Charles Kingson, who taught in NYU Law’s Graduate Tax Program from 1979 to 2014 as an adjunct professor, passed away on February 26 at age 80. His courses included a survey of international tax. In Fall 2014, he taught his last NYU Law course, Classic Tax Cases, which he had led numerous times before. In the popular class, he examined the concept of tax ownership through leading cases.
Like many of his tax faculty colleagues, Kingson also worked as an active practitioner. In 1969 he began practicing at Willkie Farr & Gallagher, where he was a partner. Kingson left the firm briefly to serve as deputy international tax counsel in the US Treasury Department during the Carter administration. At Treasury, Kingson wrote the initial regulations under Section 367 of the Internal Revenue Code, which established rules related to reorganizations and liquidations involving foreign corporations.

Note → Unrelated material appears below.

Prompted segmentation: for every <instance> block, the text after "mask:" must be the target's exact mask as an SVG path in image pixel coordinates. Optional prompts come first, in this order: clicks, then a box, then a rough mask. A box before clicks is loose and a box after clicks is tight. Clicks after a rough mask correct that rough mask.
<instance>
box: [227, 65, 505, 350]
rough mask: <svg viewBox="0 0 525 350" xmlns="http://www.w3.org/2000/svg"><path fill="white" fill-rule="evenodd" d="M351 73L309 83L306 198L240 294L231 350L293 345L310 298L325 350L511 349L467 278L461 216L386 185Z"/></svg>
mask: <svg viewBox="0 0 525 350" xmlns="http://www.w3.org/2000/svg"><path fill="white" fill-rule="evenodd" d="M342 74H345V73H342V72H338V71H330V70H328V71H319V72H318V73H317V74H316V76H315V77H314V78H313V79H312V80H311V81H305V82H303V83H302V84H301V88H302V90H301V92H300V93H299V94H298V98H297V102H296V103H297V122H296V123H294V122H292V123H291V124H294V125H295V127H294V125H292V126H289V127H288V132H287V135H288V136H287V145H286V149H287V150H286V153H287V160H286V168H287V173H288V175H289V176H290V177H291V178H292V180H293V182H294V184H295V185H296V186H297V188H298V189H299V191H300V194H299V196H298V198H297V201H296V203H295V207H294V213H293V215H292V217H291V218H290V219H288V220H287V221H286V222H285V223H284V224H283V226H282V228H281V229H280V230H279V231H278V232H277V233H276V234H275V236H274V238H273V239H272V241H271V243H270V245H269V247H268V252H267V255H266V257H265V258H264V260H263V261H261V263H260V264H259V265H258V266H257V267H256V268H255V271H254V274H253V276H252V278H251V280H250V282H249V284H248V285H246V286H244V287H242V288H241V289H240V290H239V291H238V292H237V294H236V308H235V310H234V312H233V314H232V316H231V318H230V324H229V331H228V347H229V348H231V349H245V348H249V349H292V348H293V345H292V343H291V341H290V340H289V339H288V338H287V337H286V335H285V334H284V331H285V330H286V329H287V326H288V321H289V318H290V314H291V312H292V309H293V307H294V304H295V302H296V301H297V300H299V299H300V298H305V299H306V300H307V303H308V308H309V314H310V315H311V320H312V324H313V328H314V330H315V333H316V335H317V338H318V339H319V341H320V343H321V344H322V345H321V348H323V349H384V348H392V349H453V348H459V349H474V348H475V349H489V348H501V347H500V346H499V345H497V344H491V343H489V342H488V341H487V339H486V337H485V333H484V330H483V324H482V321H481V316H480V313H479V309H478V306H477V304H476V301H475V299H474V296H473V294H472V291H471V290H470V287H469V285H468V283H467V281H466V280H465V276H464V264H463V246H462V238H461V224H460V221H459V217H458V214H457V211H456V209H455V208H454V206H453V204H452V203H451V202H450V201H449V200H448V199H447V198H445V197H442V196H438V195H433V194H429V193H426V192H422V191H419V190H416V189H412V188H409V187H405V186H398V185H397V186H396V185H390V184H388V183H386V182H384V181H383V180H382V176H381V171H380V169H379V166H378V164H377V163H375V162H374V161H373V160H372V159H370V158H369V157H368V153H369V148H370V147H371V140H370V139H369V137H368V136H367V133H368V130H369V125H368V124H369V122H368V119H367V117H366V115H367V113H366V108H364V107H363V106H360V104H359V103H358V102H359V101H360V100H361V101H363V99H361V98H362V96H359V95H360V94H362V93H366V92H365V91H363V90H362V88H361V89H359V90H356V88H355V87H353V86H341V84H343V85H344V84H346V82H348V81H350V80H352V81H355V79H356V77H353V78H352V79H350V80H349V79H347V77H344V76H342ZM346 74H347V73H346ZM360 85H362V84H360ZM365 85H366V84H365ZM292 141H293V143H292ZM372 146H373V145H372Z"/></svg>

Adjunct Professor Victor Zonana ’64, LLM ’66 worked at the Treasury Department at the same time as Kingson. “Charley was a brilliant tax lawyer with a gift not frequently seen these days,” Zonana recalls. “He was both a master of the technical details of some of the complex tax provisions of the Internal Revenue Code and a policy wonk. His quick and sharp mind led him to develop an interest in and focus on fundamental issues in the tax law.”
In 1996, Kingson delivered the inaugural David R. Tillinghast Lecture on International Taxation. Apart from his longstanding association with NYU Law, Kingson also taught at Columbia Law School, the University of Pennsylvania Law School, and Yale Law School. He was a graduate of Harvard College and Harvard Law School.